Lookin' good. Think you'll be happy with the space opened up by removing the benchs, I know I am so far. Tying the old seat brackets into the floor should keep it nice and rigid. Can't wait to see the rest of the build! By the way, love the drawing on the side of the boat :LOL2: .


----------



## masterofillusion (Oct 5, 2009)

Looks great, you are way ahead of me. I have a question. The aluminum angle is 45 degrees, the side of the boat is at a slant. My boat has slanted sides. How are you going to make that work? I will need to make some adjustment. I wanted to attach pieces of angle to set the deck on. Thanks


----------



## danmyersmn (Oct 5, 2009)

masterofillusion said:


> Looks great, you are way ahead of me. I have a question. The aluminum angle is 45 degrees, the side of the boat is at a slant. My boat has slanted sides. How are you going to make that work? I will need to make some adjustment. I wanted to attach pieces of angle to set the deck on. Thanks



I hope I don't make this more confusing by trying to explain it more. 

I knew I wanted a shelf on top and I decided that I could use the existing seat supports to set the width of the top of this "side shelf" (I don't know what better to refer to it as #-o ). I took a piece of angle aluminum and clamped it too the two the supports. I also decided to slant the front part slightly.

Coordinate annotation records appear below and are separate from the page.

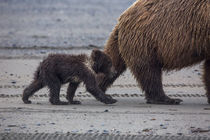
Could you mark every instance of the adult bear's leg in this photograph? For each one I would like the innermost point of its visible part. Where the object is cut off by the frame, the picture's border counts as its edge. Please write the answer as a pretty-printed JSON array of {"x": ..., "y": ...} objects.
[
  {"x": 149, "y": 76},
  {"x": 71, "y": 92},
  {"x": 206, "y": 78},
  {"x": 112, "y": 50}
]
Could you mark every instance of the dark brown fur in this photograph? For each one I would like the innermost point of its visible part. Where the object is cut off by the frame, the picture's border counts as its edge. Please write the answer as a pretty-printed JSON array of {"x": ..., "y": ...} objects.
[
  {"x": 156, "y": 35},
  {"x": 58, "y": 69}
]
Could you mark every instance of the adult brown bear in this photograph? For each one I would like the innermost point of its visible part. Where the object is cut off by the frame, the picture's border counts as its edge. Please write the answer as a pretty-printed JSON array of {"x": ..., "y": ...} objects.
[{"x": 156, "y": 35}]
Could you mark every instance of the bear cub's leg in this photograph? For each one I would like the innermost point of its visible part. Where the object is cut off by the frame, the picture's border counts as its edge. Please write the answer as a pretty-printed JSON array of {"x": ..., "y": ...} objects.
[
  {"x": 149, "y": 77},
  {"x": 54, "y": 85},
  {"x": 31, "y": 89},
  {"x": 71, "y": 92},
  {"x": 206, "y": 78}
]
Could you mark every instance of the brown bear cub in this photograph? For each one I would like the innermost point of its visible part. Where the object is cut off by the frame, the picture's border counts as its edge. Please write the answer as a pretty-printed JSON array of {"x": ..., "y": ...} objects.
[{"x": 58, "y": 69}]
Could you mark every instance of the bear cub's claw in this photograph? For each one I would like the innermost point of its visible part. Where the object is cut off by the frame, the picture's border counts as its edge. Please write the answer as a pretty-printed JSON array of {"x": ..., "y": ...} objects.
[
  {"x": 75, "y": 102},
  {"x": 109, "y": 100},
  {"x": 27, "y": 101}
]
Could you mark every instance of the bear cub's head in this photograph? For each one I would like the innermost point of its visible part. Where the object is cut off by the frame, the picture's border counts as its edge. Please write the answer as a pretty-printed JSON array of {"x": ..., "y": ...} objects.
[{"x": 102, "y": 63}]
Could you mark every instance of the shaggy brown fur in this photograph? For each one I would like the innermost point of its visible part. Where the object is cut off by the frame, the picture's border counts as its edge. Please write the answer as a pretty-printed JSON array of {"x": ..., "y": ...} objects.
[
  {"x": 58, "y": 69},
  {"x": 156, "y": 35}
]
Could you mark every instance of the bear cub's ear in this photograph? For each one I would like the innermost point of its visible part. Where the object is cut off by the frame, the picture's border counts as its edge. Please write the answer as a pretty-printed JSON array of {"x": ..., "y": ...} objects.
[{"x": 96, "y": 54}]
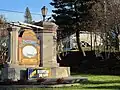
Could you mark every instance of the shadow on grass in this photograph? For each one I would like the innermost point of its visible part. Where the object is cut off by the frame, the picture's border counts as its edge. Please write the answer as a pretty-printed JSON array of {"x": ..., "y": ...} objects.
[
  {"x": 105, "y": 87},
  {"x": 103, "y": 82}
]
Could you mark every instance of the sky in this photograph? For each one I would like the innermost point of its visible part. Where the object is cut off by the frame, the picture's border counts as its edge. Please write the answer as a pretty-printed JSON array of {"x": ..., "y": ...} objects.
[{"x": 20, "y": 5}]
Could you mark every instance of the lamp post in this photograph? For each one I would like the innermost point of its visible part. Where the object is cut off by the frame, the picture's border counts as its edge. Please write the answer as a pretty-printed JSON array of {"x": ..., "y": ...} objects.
[{"x": 44, "y": 12}]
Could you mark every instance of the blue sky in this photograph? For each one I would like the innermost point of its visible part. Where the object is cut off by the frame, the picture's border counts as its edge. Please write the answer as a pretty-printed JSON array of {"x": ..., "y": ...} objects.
[{"x": 20, "y": 5}]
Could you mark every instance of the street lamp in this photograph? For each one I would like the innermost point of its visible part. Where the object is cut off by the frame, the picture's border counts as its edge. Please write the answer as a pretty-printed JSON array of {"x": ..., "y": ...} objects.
[{"x": 44, "y": 12}]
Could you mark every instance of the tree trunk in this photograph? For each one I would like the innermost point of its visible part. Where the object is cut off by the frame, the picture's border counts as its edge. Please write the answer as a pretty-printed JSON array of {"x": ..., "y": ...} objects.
[
  {"x": 91, "y": 39},
  {"x": 78, "y": 43}
]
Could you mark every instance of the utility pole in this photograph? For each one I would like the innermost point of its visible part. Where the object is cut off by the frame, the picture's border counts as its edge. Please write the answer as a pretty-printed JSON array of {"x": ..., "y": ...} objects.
[{"x": 105, "y": 33}]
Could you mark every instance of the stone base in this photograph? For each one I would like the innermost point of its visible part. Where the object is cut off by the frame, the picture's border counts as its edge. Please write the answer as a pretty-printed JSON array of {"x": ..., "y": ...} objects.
[{"x": 18, "y": 73}]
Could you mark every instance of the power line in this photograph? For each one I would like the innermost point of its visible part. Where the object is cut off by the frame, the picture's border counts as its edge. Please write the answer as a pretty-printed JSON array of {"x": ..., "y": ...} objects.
[{"x": 19, "y": 12}]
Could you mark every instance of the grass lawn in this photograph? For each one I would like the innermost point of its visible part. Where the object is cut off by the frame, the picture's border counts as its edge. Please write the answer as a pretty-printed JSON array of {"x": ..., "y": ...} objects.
[{"x": 96, "y": 82}]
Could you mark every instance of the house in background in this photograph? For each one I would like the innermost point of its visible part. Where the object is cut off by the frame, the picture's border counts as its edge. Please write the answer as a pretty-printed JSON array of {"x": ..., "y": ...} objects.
[{"x": 86, "y": 40}]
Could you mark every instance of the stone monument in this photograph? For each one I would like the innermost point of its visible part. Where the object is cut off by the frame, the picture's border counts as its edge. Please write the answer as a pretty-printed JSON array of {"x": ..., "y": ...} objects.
[{"x": 32, "y": 58}]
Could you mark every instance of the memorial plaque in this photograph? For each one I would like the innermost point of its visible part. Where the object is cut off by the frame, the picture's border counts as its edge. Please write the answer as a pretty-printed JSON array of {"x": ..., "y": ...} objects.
[{"x": 29, "y": 48}]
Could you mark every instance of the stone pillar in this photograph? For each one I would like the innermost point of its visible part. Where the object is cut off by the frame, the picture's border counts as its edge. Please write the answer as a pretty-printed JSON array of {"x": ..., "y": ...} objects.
[
  {"x": 48, "y": 47},
  {"x": 14, "y": 45}
]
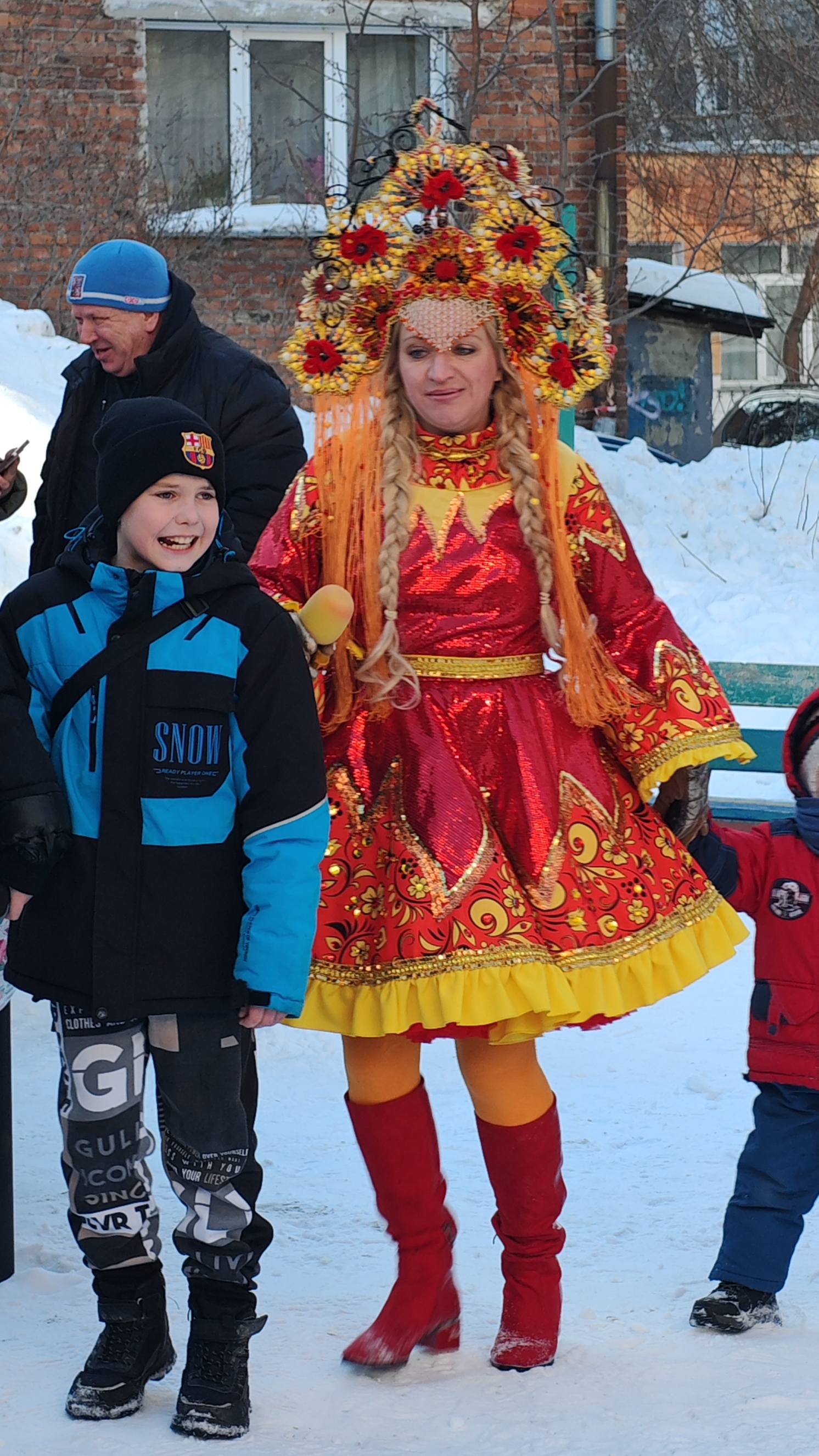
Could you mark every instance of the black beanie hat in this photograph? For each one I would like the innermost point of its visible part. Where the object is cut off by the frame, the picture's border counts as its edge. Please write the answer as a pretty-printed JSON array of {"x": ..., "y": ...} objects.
[{"x": 140, "y": 440}]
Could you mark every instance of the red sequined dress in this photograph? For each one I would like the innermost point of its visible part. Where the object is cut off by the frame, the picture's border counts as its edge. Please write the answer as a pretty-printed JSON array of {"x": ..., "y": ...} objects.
[{"x": 495, "y": 870}]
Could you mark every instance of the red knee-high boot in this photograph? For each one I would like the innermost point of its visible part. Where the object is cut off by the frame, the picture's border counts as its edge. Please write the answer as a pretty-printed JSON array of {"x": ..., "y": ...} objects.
[
  {"x": 401, "y": 1149},
  {"x": 524, "y": 1169}
]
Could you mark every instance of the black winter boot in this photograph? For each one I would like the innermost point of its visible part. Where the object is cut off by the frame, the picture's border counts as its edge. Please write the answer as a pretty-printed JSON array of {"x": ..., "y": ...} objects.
[
  {"x": 214, "y": 1398},
  {"x": 733, "y": 1309},
  {"x": 134, "y": 1347}
]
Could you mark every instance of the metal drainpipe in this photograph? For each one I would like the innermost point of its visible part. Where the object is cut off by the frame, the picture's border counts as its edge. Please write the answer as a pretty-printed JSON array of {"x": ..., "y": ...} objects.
[
  {"x": 605, "y": 132},
  {"x": 605, "y": 139}
]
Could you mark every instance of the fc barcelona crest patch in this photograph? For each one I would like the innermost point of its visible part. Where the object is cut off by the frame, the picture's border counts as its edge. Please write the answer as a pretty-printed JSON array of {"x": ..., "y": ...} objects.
[{"x": 198, "y": 449}]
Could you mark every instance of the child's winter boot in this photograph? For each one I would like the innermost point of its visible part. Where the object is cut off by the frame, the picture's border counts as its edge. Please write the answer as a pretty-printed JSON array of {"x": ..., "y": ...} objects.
[
  {"x": 134, "y": 1347},
  {"x": 214, "y": 1398},
  {"x": 524, "y": 1169},
  {"x": 401, "y": 1149},
  {"x": 733, "y": 1309}
]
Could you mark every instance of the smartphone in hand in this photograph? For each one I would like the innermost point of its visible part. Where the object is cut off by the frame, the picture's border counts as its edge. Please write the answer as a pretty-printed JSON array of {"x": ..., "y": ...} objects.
[{"x": 12, "y": 456}]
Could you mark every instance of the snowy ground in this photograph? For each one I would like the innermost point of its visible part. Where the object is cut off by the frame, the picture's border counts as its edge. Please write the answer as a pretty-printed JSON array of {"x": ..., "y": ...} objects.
[
  {"x": 654, "y": 1115},
  {"x": 654, "y": 1110}
]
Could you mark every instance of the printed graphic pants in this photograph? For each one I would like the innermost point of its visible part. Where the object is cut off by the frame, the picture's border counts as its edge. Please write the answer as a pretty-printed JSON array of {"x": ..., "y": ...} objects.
[
  {"x": 207, "y": 1091},
  {"x": 777, "y": 1183}
]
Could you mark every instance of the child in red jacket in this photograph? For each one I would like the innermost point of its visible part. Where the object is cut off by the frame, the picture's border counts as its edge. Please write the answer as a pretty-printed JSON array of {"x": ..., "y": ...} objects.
[{"x": 771, "y": 872}]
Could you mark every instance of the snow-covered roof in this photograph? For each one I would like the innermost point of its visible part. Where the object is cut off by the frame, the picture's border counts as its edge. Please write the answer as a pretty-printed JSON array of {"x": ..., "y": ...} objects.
[{"x": 694, "y": 289}]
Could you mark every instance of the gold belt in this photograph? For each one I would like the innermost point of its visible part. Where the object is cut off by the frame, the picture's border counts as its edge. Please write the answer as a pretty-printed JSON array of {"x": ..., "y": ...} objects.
[{"x": 529, "y": 664}]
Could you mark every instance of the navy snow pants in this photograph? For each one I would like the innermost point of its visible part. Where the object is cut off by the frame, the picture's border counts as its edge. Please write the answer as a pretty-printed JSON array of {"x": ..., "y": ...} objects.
[
  {"x": 207, "y": 1088},
  {"x": 777, "y": 1183}
]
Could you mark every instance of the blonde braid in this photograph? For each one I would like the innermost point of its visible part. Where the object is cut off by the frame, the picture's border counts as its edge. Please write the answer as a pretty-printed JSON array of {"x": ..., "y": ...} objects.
[
  {"x": 401, "y": 463},
  {"x": 515, "y": 458}
]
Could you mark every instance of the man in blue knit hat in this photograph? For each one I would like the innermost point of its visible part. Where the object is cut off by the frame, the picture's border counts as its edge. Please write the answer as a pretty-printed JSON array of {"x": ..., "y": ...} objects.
[{"x": 144, "y": 338}]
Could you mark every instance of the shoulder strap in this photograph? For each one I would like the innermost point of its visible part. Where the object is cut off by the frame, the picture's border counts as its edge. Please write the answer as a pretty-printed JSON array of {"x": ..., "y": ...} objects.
[{"x": 118, "y": 651}]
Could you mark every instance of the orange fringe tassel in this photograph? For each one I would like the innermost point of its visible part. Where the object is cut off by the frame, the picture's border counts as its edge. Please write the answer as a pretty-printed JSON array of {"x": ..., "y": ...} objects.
[
  {"x": 348, "y": 469},
  {"x": 594, "y": 689}
]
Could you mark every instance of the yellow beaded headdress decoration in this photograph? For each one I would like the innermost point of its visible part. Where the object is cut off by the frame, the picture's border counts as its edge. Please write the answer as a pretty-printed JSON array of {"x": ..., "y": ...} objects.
[{"x": 453, "y": 236}]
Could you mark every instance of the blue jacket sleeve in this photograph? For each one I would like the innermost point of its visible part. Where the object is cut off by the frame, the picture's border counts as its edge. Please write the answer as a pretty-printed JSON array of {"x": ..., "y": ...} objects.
[
  {"x": 283, "y": 816},
  {"x": 281, "y": 886}
]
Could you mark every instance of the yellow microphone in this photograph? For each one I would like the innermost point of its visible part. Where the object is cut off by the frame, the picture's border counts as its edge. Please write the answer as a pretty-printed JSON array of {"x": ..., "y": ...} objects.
[{"x": 328, "y": 613}]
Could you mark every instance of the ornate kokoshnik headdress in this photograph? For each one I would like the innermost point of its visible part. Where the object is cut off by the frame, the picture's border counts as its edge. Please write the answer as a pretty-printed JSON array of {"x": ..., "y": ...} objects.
[
  {"x": 444, "y": 236},
  {"x": 455, "y": 225}
]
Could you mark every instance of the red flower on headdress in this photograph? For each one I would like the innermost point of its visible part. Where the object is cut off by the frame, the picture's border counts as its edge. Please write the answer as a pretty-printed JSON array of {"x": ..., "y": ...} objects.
[
  {"x": 527, "y": 316},
  {"x": 520, "y": 242},
  {"x": 322, "y": 357},
  {"x": 562, "y": 367},
  {"x": 448, "y": 257},
  {"x": 361, "y": 245},
  {"x": 370, "y": 318},
  {"x": 441, "y": 188}
]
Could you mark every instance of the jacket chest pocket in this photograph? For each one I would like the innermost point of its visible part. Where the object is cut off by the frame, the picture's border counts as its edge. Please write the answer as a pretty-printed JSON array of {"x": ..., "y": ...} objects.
[{"x": 187, "y": 736}]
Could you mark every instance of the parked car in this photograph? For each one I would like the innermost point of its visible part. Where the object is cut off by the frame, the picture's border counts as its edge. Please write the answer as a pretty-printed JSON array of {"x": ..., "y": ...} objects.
[
  {"x": 771, "y": 417},
  {"x": 617, "y": 441}
]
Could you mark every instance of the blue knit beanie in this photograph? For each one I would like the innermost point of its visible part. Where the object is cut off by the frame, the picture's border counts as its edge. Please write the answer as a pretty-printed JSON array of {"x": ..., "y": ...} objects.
[{"x": 121, "y": 274}]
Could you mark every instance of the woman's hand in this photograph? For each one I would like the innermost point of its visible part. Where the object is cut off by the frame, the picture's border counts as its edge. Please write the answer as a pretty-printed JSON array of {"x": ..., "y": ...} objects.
[
  {"x": 683, "y": 801},
  {"x": 16, "y": 903},
  {"x": 254, "y": 1017}
]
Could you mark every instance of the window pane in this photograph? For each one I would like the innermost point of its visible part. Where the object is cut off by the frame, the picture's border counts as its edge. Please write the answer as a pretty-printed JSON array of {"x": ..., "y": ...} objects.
[
  {"x": 287, "y": 107},
  {"x": 658, "y": 253},
  {"x": 188, "y": 115},
  {"x": 780, "y": 302},
  {"x": 751, "y": 258},
  {"x": 386, "y": 73},
  {"x": 739, "y": 357},
  {"x": 798, "y": 257}
]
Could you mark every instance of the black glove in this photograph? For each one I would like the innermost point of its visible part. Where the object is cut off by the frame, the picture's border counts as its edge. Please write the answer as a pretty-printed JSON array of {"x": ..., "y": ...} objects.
[{"x": 684, "y": 814}]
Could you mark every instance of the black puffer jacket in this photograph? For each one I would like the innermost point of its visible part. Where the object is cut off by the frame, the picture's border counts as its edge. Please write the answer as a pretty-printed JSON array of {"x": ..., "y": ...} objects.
[{"x": 238, "y": 394}]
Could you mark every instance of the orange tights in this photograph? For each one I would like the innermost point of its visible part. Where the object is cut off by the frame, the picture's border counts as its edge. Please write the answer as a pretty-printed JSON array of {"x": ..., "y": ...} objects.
[{"x": 507, "y": 1084}]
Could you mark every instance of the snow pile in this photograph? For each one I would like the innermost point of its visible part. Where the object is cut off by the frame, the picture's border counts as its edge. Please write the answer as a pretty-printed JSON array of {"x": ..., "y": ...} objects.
[
  {"x": 654, "y": 1111},
  {"x": 32, "y": 359},
  {"x": 694, "y": 287},
  {"x": 731, "y": 542}
]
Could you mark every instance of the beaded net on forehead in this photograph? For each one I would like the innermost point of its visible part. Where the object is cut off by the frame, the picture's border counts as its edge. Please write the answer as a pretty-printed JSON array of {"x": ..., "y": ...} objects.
[
  {"x": 441, "y": 322},
  {"x": 463, "y": 226}
]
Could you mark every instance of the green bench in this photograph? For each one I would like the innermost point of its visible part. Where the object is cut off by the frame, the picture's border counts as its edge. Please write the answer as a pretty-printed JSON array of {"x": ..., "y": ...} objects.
[{"x": 760, "y": 685}]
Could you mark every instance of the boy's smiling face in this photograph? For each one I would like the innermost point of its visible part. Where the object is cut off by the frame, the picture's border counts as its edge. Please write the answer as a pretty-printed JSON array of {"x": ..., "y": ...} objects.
[{"x": 169, "y": 526}]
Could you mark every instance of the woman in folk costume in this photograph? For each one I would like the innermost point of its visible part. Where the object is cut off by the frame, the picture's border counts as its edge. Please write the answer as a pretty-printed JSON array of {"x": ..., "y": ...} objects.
[{"x": 495, "y": 870}]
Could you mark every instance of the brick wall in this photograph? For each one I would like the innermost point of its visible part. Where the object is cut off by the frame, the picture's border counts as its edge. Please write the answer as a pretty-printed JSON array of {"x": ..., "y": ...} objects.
[
  {"x": 73, "y": 107},
  {"x": 72, "y": 95}
]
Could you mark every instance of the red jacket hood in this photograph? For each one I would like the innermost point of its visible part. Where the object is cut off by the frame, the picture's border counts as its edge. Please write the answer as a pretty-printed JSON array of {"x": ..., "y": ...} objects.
[{"x": 793, "y": 734}]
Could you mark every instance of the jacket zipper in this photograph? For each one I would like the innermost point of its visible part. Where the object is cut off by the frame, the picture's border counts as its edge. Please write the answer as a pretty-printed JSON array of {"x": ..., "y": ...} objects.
[{"x": 92, "y": 729}]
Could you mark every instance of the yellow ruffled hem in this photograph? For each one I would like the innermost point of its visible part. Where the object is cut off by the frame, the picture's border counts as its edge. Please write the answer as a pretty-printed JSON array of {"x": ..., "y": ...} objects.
[
  {"x": 735, "y": 751},
  {"x": 521, "y": 1002}
]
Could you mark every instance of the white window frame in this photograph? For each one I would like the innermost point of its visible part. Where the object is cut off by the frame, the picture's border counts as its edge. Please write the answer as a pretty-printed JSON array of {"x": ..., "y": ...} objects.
[{"x": 285, "y": 219}]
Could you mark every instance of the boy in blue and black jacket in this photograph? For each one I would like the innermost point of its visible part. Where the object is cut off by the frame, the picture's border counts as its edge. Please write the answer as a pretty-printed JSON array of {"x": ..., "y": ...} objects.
[{"x": 184, "y": 912}]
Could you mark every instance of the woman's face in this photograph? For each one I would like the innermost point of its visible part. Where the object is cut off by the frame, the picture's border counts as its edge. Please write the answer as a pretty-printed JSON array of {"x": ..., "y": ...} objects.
[{"x": 450, "y": 391}]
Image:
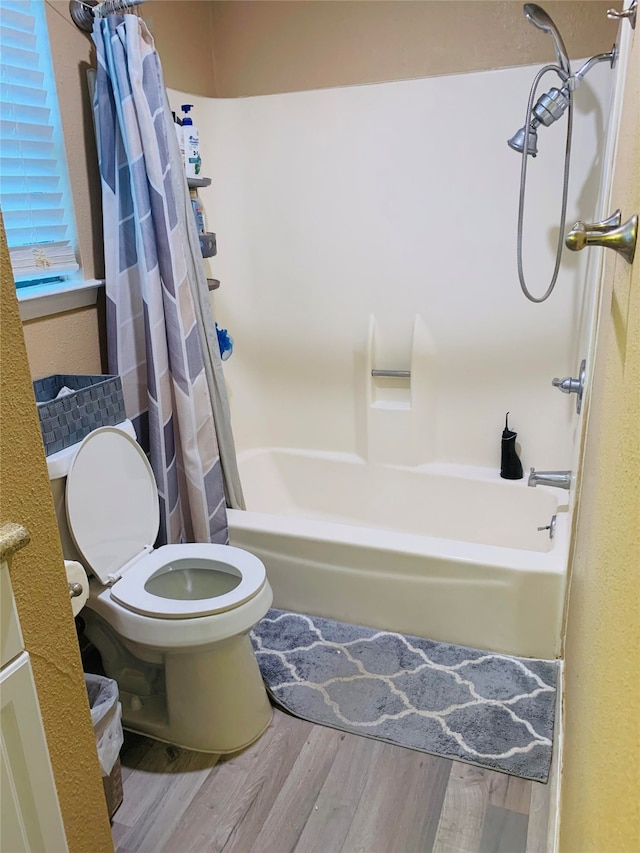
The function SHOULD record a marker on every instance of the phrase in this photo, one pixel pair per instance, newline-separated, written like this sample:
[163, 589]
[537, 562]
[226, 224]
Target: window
[34, 183]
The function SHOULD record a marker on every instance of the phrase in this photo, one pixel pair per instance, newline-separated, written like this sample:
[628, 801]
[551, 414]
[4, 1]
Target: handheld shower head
[542, 21]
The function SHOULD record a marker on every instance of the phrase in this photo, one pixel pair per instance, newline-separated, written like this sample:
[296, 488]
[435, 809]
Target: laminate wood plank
[401, 803]
[330, 820]
[286, 820]
[234, 801]
[157, 793]
[504, 831]
[303, 788]
[134, 749]
[538, 827]
[509, 792]
[463, 811]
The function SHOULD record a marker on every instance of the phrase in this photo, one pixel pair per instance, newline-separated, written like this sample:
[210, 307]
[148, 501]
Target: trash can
[106, 716]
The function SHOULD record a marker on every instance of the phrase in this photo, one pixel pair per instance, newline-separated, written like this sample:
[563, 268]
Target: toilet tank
[59, 464]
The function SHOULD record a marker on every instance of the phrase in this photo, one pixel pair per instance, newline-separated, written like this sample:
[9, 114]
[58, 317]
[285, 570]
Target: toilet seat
[131, 592]
[113, 513]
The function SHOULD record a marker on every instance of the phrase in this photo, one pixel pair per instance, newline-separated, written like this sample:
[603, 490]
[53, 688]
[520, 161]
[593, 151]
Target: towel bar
[393, 374]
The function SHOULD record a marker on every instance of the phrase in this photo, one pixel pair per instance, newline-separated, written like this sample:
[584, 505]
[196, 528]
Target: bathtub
[446, 552]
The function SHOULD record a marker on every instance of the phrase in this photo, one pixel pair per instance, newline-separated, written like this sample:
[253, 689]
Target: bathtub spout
[559, 479]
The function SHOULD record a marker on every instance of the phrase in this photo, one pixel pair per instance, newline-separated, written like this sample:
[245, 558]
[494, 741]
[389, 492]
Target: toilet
[172, 623]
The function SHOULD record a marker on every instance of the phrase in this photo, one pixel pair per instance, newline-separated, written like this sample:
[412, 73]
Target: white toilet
[171, 624]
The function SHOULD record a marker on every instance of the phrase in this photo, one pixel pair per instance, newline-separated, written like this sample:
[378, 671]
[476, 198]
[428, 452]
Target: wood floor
[311, 789]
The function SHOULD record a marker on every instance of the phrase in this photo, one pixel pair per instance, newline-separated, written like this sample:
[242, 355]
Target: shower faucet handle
[568, 385]
[630, 14]
[609, 233]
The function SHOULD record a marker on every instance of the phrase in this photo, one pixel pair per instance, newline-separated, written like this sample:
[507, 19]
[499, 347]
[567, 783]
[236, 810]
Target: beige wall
[229, 49]
[260, 46]
[40, 586]
[600, 809]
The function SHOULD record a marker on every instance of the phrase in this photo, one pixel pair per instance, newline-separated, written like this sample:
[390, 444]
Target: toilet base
[207, 699]
[139, 728]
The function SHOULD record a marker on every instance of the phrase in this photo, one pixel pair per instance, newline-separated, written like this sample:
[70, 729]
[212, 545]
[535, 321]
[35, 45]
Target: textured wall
[66, 343]
[40, 587]
[262, 47]
[600, 809]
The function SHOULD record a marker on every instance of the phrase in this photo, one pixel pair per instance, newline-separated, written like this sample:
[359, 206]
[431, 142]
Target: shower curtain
[161, 335]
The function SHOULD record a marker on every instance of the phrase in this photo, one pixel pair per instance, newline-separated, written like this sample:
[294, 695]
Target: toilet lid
[112, 501]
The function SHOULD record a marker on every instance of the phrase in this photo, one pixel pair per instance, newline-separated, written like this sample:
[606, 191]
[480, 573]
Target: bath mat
[479, 707]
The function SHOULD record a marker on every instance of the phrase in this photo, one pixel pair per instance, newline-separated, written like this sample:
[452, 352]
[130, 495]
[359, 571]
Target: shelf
[208, 245]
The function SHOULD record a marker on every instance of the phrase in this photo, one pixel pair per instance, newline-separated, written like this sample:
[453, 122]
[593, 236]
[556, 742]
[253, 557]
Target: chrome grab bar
[393, 374]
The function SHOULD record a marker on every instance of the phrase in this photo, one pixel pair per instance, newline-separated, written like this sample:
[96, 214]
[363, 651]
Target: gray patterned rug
[483, 708]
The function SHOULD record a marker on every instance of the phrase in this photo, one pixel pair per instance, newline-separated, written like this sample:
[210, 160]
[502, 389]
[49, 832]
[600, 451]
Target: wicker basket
[96, 401]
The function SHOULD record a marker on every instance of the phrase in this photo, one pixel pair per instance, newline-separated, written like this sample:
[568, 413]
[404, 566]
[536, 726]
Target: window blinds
[34, 186]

The "side shelf" starts at the same height as my front casting deck. I then angled it up slightly to the height I was going to build the battery boxes. From the battery boxes I am going to extend it all the way to the stern at the same height as the battery box. 

Once I had the width of the top of my "side shelf" set. Then I eyeballed it from the outer edge to come down at an angle that would encase the current seat supports. You can see what I mean by this in one of the first pictures of my last post. I wanted to keep this "side shelf" as narrow as I thought I could get away with and still have the support and strength I was after.







Now that the sides of my "side shelf" are mounted to the floor I plan to hang angle for the floor off of each of the side pieces like this.





Then I will bring a short piece down from this support too the floor in two spots across the middle of the boat like you see here.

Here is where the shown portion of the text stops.